Price Intelligence in e-commerce

Sethukumar Ramachandran
Quinbay
Published in
8 min readDec 23, 2022
Photo by Brett Jordan on Unsplash

For a typical e-commerce establishment that sells millions of products (or Stock Keeping Units, SKUs), it is important to optimise the revenue and be profitable in course of time. To do so, one needs to know several characteristics of the product such as the top-performing category, the number of orders placed, locations from where the product is being purchased, seasonality-linked product purchase behaviour, pricing of similar products on competitor websites, SKUs sold under specific promotional events like a flash sale, campaign etc. It is also important to baseline our observation against competitors to position the right product with the right price for the right location etc.

To enable this, one needs to crawl, analyse, monitor and track various e-commerce websites and make educated changes in price at speed and scale. This requires identifying the marketplace, and competitors and monitoring the key information at regular intervals and taking appropriate decisions.

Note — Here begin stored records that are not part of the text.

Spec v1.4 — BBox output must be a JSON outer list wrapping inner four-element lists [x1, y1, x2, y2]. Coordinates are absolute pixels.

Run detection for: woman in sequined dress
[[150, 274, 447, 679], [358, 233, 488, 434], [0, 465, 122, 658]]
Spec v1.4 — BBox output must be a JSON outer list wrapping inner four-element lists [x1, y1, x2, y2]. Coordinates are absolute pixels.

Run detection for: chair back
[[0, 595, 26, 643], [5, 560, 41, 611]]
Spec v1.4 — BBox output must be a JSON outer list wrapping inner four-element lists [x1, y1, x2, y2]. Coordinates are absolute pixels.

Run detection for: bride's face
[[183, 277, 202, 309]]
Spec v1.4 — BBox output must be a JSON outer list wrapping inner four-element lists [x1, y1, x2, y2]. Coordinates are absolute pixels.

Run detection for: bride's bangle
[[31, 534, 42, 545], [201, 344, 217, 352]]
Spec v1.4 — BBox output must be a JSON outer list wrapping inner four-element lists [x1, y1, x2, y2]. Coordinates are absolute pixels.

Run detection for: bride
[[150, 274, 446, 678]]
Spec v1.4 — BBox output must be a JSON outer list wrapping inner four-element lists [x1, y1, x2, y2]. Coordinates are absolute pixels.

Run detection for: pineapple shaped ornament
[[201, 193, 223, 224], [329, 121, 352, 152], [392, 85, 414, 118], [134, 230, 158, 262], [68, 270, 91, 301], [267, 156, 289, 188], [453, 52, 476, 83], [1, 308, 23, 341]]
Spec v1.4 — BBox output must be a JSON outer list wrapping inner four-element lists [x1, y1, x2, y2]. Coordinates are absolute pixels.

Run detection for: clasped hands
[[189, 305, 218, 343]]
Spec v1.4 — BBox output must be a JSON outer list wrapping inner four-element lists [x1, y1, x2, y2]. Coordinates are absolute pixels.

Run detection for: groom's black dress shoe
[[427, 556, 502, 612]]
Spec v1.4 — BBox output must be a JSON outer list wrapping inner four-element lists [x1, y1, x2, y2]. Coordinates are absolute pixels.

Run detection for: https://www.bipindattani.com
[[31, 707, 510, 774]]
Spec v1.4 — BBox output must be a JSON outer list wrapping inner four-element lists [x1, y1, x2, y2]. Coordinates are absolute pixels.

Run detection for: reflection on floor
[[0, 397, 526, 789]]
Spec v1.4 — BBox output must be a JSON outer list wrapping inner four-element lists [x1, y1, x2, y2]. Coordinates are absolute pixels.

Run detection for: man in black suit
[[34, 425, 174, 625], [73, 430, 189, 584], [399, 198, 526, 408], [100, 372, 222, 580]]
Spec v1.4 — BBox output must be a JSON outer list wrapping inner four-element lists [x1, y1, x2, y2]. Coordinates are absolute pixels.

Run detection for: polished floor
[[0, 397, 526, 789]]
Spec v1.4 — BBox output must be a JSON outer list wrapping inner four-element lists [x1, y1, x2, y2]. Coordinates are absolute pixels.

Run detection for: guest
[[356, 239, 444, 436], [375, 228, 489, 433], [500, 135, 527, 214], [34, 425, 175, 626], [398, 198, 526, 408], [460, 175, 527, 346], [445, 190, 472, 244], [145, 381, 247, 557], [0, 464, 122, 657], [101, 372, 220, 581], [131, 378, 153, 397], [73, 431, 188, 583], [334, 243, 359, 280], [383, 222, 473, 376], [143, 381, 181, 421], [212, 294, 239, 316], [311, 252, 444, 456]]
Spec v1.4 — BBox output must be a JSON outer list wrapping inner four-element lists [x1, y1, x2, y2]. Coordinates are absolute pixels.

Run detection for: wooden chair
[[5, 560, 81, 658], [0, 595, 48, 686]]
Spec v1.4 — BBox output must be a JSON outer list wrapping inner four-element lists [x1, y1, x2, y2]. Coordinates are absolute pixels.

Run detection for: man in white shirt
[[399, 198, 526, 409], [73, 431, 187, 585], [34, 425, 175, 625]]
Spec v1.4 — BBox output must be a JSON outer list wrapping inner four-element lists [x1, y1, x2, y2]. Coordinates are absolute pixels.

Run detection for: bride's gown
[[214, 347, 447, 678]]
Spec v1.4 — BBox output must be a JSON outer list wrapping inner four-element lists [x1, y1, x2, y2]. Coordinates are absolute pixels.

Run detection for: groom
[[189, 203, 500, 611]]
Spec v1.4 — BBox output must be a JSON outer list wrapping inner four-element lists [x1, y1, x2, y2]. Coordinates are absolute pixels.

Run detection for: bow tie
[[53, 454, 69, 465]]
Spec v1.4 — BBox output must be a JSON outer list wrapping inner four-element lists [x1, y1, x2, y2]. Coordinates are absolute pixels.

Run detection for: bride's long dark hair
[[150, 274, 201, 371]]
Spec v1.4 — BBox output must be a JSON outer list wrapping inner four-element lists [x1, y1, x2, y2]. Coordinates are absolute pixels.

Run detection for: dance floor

Price crawling provides the raw data necessary to gather intelligence which helps companies to strategically price their products and services based on market conditions to improve profitability.

Key Performance Indicators (KPI)

Key Performance Indicators (KPIs) are quantifiable indicators of progress towards an intended result. For the price intelligence platform, KPIs can be defined as follows.

· Coverage — Measured as a percentage of configured SKUs that could find a potential match with a competitor site. Ex., you want to crawl 100 SKUs, which in turn are configured at the crawler level. If you find 80 SKUs on the competitor’s website, then the Coverage is measured as 80%. This also means that 20 SKUs are NOT discoverable on the competitor’s website.

· Accuracy — Measured as a percentage of products which are mapped correctly (accurately). From the above example, out of 80 SKUs which was crawled, let us say, 40 SKUs got mapped correctly. Then the accuracy is 50%.

· Speed — Measured as the time taken to complete a cycle of price intelligence starting with data gathering till analytics per unit SKU. Usually, it is reported as “X” SKUs per hour.

Process Flow for Price Intelligence

· Competitor Discovery — This is the phase where we need to identify the competitor against which benchmarking needs to be done. Ex., Amazon, Flipkart, Alibaba etc., against which we need competitor information.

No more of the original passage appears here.